Royal visit to Cuba sparks criticism
Prince Charles and his wife Camilla arrived in Havana, Cuba on Sunday as part of a four-day visit intended to showcase a “growing bilateral relationship with the UK.”
The trip, which is the first official visit to the island by members of the British royal family, comes amid international criticism regarding Cuba’s role in the political crisis in Venezuela.
“Our friends in the US, the many Cubans in Florida, will rightly be perplexed at the sight of the British royal family making a visit…at a time when these despicable acts are taking place,” says MP Andrew Lewer, adding that the decision to visit Cuba was made by the Foreign Office, not by the royal family.
Military and intelligence officials in Cuba have continued to work with Venezuelan President Nicolas Maduro despite the international recognition of National Assembly Leader Juan Guaido as acting president.
“Why would the British government want to recognize Juan Guaido as the new president of Venezuela when we all know the Castro regime is the one propping up Maduro,” wrote Florida Senator Rick Scott in a letter to Prime Minister May, “Then at the same time have the Prince, who has unbelievable worldwide influence, go prop up the regime?”
President Trump last month described Maduro as ‘not a Venezuelan patriot but a Cuban puppet.’
Secretary of State Mike Pompeo took it a step further, saying, “No nation has done more to sustain the death and daily misery of ordinary Venezuelans…than the communists in Havana.”
US envoy visits China, describes “war on faith”
White House officials are reportedly “very concerned” about religious persecution in China.
“It seems that the Chinese government is at war with faith.
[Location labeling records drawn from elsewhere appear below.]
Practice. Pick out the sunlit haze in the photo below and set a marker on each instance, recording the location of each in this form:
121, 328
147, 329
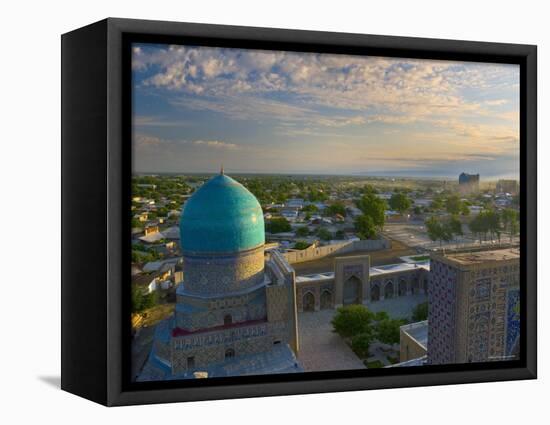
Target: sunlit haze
284, 112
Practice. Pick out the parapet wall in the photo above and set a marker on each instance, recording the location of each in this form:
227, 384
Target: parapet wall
315, 252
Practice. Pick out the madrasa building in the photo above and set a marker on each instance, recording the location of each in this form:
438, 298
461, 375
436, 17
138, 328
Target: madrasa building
235, 309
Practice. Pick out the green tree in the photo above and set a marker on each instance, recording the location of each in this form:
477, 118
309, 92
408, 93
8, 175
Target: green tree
142, 301
420, 312
453, 205
352, 320
373, 207
364, 225
510, 222
478, 226
310, 208
400, 202
360, 344
438, 231
336, 208
437, 203
278, 225
302, 231
301, 245
324, 234
387, 331
454, 226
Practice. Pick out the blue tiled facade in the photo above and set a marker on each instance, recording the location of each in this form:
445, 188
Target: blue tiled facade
230, 318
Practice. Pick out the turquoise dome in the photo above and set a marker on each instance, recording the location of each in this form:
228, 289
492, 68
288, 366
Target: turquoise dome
222, 216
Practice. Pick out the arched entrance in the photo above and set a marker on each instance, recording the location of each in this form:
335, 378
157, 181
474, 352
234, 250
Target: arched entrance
402, 287
415, 285
352, 290
375, 293
326, 299
388, 290
308, 302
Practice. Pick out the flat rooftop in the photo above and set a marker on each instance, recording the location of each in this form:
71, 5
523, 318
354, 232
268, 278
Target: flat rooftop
374, 271
418, 331
468, 258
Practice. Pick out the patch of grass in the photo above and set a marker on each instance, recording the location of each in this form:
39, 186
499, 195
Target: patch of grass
374, 364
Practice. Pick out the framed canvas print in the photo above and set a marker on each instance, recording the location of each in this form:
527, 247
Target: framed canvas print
252, 212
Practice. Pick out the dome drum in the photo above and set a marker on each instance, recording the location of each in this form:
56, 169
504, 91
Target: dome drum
223, 274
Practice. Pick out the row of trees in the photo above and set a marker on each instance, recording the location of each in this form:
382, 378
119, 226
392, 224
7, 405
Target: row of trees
361, 327
142, 301
494, 223
443, 230
373, 218
487, 223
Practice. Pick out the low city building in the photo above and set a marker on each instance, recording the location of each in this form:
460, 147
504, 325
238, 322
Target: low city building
235, 309
355, 282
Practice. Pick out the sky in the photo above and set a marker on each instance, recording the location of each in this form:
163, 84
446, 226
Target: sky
261, 111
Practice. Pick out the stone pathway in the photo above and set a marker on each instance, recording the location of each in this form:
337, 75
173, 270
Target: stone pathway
320, 348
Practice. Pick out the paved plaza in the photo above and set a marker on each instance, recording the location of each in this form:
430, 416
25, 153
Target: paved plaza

It’s a war they will not win,” said US envoy for religious freedom Sam Brownback. “The Chinese Communist Party must hear the cry of its people for religious freedom.”
China’s long history of curtailing religion has intensified greatly under the leadership of President Xi Jinping, who in 2017 described a plan to Sinicize (make more Chinese) all religions by incorporating socialist values.
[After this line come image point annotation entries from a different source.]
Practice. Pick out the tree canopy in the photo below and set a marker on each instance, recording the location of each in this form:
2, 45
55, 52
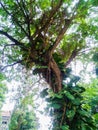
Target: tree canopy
45, 36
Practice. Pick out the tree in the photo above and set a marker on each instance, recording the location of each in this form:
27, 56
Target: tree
48, 35
22, 117
3, 89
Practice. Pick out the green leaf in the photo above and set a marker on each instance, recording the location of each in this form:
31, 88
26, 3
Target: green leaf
69, 96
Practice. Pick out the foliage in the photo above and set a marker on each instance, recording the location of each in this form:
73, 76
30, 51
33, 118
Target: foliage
66, 107
3, 89
24, 118
48, 35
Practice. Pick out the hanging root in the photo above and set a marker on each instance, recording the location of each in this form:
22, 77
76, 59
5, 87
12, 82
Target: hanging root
57, 84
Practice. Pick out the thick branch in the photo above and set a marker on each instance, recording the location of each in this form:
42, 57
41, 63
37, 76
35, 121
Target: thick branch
13, 39
73, 55
60, 35
15, 19
2, 68
48, 21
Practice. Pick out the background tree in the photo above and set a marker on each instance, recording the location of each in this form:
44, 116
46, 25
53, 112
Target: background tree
48, 35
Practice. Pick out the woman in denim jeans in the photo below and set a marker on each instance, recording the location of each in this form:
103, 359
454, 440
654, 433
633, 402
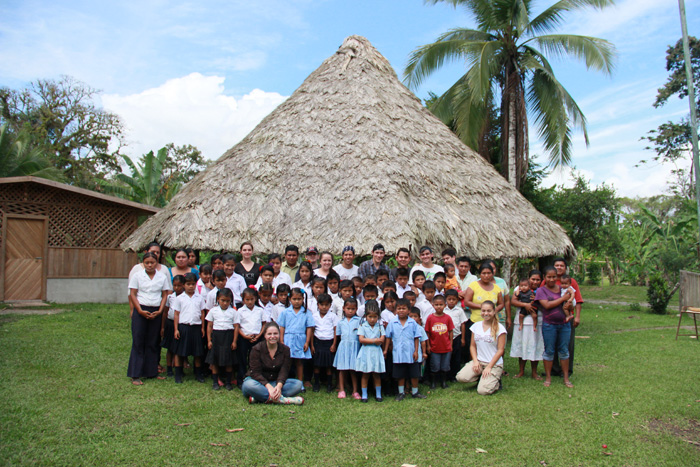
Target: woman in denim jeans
556, 329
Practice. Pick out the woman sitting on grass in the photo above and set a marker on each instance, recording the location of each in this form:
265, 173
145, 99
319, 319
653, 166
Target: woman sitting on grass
270, 362
487, 348
556, 329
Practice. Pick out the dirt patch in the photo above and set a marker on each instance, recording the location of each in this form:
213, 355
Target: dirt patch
30, 311
689, 434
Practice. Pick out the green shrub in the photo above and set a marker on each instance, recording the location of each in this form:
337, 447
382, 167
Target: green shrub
658, 294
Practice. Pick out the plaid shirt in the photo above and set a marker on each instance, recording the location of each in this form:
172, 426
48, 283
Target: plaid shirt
368, 268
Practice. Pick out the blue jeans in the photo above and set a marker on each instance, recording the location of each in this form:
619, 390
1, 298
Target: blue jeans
259, 392
556, 339
440, 361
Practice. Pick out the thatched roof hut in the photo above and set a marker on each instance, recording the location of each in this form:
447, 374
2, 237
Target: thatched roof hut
353, 157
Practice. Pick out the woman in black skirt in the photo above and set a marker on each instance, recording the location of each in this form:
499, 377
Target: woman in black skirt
148, 290
220, 343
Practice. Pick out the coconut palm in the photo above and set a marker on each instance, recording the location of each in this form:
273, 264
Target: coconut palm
19, 158
506, 58
147, 183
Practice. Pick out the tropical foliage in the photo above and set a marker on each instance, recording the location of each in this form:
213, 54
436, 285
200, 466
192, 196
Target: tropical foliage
18, 157
506, 57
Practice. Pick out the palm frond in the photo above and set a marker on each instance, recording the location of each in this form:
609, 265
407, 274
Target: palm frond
596, 53
553, 17
450, 46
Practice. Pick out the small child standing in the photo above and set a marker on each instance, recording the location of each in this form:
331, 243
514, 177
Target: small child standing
296, 330
321, 346
439, 328
249, 327
525, 295
370, 359
189, 328
282, 301
423, 354
204, 284
167, 330
459, 318
220, 343
348, 348
403, 337
570, 304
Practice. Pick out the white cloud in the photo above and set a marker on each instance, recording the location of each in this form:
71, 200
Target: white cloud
190, 110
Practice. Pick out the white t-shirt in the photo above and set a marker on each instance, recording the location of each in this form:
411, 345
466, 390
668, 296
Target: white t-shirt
249, 320
429, 272
324, 328
149, 292
386, 317
458, 317
486, 346
190, 308
236, 284
346, 274
426, 309
159, 267
282, 278
169, 304
222, 319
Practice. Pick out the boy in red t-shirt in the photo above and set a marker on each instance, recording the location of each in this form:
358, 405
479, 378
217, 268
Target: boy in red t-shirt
439, 327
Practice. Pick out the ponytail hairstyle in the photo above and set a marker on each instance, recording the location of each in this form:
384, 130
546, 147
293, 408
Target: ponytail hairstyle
298, 290
494, 323
265, 288
307, 265
282, 288
224, 293
319, 280
390, 295
371, 307
251, 291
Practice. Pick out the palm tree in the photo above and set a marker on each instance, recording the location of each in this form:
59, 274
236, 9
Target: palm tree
19, 158
147, 183
502, 61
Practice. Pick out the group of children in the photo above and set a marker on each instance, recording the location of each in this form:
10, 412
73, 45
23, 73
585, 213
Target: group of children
396, 334
332, 326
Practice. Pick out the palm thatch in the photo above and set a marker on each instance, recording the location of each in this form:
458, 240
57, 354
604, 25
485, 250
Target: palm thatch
353, 158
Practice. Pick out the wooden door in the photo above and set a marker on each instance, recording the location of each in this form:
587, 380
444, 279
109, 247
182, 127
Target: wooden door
25, 247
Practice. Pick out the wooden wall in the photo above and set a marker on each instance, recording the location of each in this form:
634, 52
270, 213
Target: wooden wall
89, 262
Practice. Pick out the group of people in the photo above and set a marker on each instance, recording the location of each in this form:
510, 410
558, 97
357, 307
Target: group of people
270, 328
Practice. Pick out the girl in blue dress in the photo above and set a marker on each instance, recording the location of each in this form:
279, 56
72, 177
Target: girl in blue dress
297, 329
370, 360
346, 353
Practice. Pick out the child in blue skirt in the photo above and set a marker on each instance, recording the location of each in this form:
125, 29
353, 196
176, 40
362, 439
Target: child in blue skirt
370, 359
297, 329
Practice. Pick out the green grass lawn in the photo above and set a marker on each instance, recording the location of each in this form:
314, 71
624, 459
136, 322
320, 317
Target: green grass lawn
65, 400
621, 293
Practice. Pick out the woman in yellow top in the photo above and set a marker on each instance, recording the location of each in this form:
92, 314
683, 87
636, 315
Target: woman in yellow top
480, 291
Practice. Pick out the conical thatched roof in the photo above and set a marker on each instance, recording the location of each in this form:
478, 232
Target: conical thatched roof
353, 158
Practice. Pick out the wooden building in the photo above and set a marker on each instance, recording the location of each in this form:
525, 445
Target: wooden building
61, 243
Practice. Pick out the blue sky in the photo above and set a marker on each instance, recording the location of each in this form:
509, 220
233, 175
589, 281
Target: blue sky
205, 73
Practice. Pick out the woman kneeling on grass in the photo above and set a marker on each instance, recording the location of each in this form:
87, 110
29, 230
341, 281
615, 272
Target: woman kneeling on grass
487, 348
556, 330
270, 362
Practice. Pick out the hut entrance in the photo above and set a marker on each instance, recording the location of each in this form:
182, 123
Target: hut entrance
25, 252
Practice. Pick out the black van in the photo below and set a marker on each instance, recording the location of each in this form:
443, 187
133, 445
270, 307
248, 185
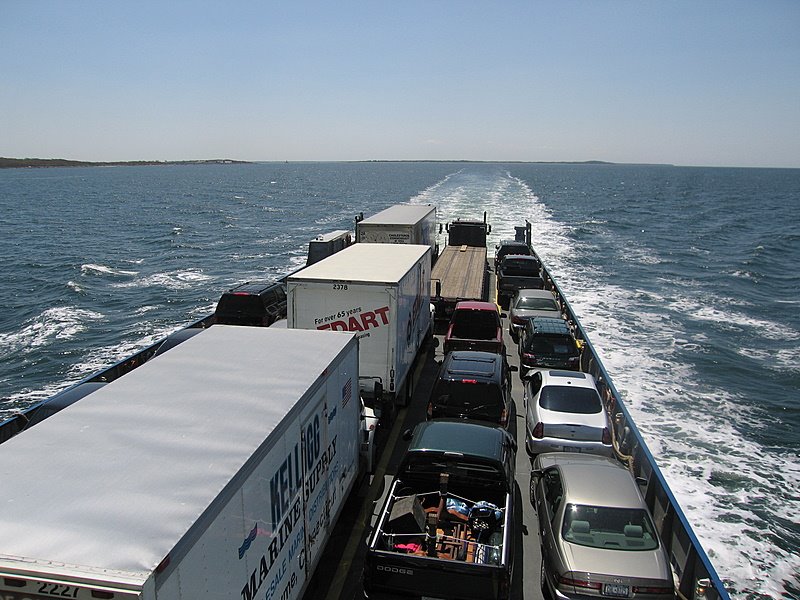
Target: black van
473, 385
548, 343
252, 303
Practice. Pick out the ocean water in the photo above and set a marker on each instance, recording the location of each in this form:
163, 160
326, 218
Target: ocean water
686, 279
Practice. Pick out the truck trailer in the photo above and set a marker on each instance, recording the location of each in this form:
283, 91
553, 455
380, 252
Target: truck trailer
401, 224
216, 470
379, 291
In September 2018, Beijing reached a deal with the Vatican giving it the ability to nominate and approve future Catholic bishops.
Last August, the UN released a report accusing the Chinese government of detaining up to 1 million Uighur Muslims in camps in the Xinjiang province.
The Chinese government initially denied the existence of the camps and then in January passed a law to legitimize them. The shocking policy, which seeks to make Islam more compatible with socialist society, describes the camps as “vocational education” facilities designed to wipe out terrorism and help minor criminals get back into the workforce.
According to former inmates, the camps are brainwashing centers where detainees are forced to undergo torture, political indoctrination, and forced labor.
Rather than solving an extremism crisis as China claims, “they are creating one,” warns Brownback.
At the start of a recent trip to Hong Kong and Taiwan, Brownback described China’s surveillance techniques as a method of persecution and warned that China could sell its tech to “other authoritarian regimes.”
He also spoke about the widespread persecution of faith in China, but declined to share details about a possible response from the Trump Administration.
“Honestly, if the US doesn’t stand up, there’s not hardly anybody else in the world that will,” he said.
GOOD TO THE LAST DROP:
Did you know… A teen in Michigan built a working nuclear reactor. He taught himself how to build it as a weekend hobby project in his basement from ages 15-17 for $3500.